É nesse ponto que surge o risco da anestesia: muitos, incapazes de lidar com esse deserto de sentido, voltam a se forçar na roda das distrações — compram mais, transam mais, viajam mais, buscam intensidade artificial para não encarar o vazio. Mas quem consegue permanecer nesse hiato, sem preencher, sem fugir, começa a tocar o território mais profundo do real.

Esse “nada motiva” não é morte — é parto. A motivação artificial morre para que surja outra natureza de ação: um agir que não vem do desejo condicionado, mas do simples fluir da vida, um movimento não fabricado.
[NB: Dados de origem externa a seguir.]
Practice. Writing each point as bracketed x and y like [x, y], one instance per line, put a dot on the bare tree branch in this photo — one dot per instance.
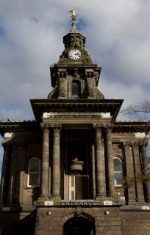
[143, 107]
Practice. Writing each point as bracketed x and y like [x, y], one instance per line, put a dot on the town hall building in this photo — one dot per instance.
[75, 170]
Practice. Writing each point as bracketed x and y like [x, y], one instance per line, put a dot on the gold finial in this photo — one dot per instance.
[73, 14]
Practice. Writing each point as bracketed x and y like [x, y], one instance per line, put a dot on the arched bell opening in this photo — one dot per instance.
[79, 226]
[76, 89]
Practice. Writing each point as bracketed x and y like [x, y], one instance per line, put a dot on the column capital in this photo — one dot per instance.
[109, 127]
[98, 126]
[44, 126]
[127, 144]
[56, 125]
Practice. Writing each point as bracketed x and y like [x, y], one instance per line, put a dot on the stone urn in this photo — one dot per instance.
[76, 165]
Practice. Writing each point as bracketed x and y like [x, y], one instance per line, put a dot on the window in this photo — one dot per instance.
[34, 172]
[76, 89]
[118, 171]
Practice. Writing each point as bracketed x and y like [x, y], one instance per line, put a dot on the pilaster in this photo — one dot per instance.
[131, 193]
[56, 163]
[99, 164]
[5, 176]
[110, 164]
[146, 169]
[45, 163]
[138, 173]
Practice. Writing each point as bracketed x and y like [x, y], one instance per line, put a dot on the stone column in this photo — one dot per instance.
[93, 171]
[99, 165]
[21, 169]
[110, 164]
[56, 163]
[5, 176]
[146, 170]
[130, 173]
[45, 163]
[137, 165]
[12, 176]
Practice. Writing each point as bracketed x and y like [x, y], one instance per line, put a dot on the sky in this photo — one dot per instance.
[31, 31]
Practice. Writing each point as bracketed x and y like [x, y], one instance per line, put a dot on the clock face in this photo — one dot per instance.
[74, 54]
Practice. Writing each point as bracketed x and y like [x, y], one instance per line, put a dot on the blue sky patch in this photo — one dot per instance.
[2, 31]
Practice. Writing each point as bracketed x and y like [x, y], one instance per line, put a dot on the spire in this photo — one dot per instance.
[74, 21]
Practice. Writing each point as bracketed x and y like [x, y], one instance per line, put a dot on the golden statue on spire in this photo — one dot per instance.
[73, 14]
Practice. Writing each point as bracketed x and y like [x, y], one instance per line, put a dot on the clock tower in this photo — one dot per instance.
[75, 76]
[75, 169]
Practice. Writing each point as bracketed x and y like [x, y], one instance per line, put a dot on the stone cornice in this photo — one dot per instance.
[132, 126]
[12, 126]
[40, 106]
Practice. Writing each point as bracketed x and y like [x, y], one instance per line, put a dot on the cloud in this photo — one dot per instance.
[31, 32]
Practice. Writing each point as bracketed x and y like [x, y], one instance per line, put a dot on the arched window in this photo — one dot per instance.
[34, 172]
[117, 171]
[76, 89]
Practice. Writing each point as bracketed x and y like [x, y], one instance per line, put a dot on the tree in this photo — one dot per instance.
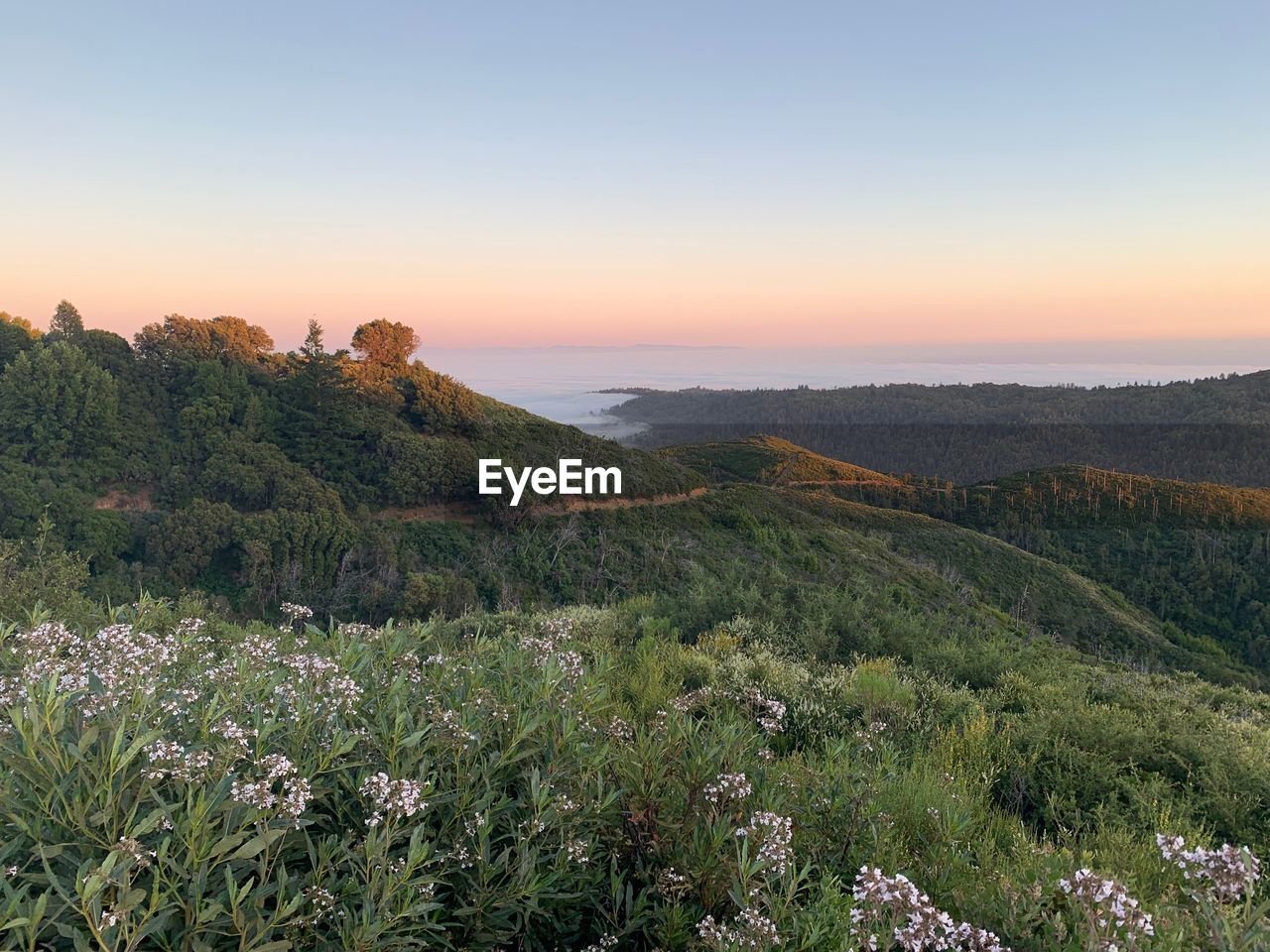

O Vazio das Motivações Condicionadas e a Travessia do Dia Sem Sentido

Há um ponto inevitável no processo de descondicionamento que poucos estão preparados para enfrentar, e que muitos confundem com falha, retrocesso ou depressão patológica. É o momento em que o sujeito, já não mais iludido pelas cores artificiais do espetáculo social, encara o dia como um deserto de sentido. As horas se abrem diante de si, mas, fora as ações forçosas ligadas à manutenção do corpo — comer, trabalhar, pagar contas, dormir — nada mais parece digno de movimento.

Tudo o que antes mobilizava o entusiasmo torna-se insípido, entediante, quase grotesco. Passeios soam como deslocamentos sem propósito. Compras revelam-se como trocas circulares em que nada de essencial é acrescentado. O sexo perde a ilusão de redenção ou fusão definitiva, e mostra-se como descarga momentânea que nada resolve no fundo. Restaurantes são repetições de sabores que logo se apagam. Carros, meros instrumentos de locomoção disfarçados de status. Esportes, circuitos de esforço que giram em torno de si mesmos. Viagens, deslocamentos que carregam consigo o mesmo vazio que se tentou deixar para trás.

Tudo perde a aura. Tudo se revela como condicionamento. E, ao se despir dessas motivações, a vida cotidiana passa a se apresentar nua, crua, quase insuportável.

A Queda das Máscaras Cotidianas

Esse processo não é opcional para quem se propõe a atravessar o descondicionamento. As máscaras que sustentavam o teatro do eu social caem uma a uma. O que antes era vivido como meta, conquista ou realização mostra-se apenas como engrenagem de manutenção da ilusão. O corpo ia às compras, mas era a mente condicionada que acreditava estar se tornando mais completa. O corpo buscava sexo, mas era o falso personagem faminto que projetava a salvação na pele do outro. O corpo viajava, mas era o psiquismo exilado que supunha encontrar paz e contentamento em outro cenário.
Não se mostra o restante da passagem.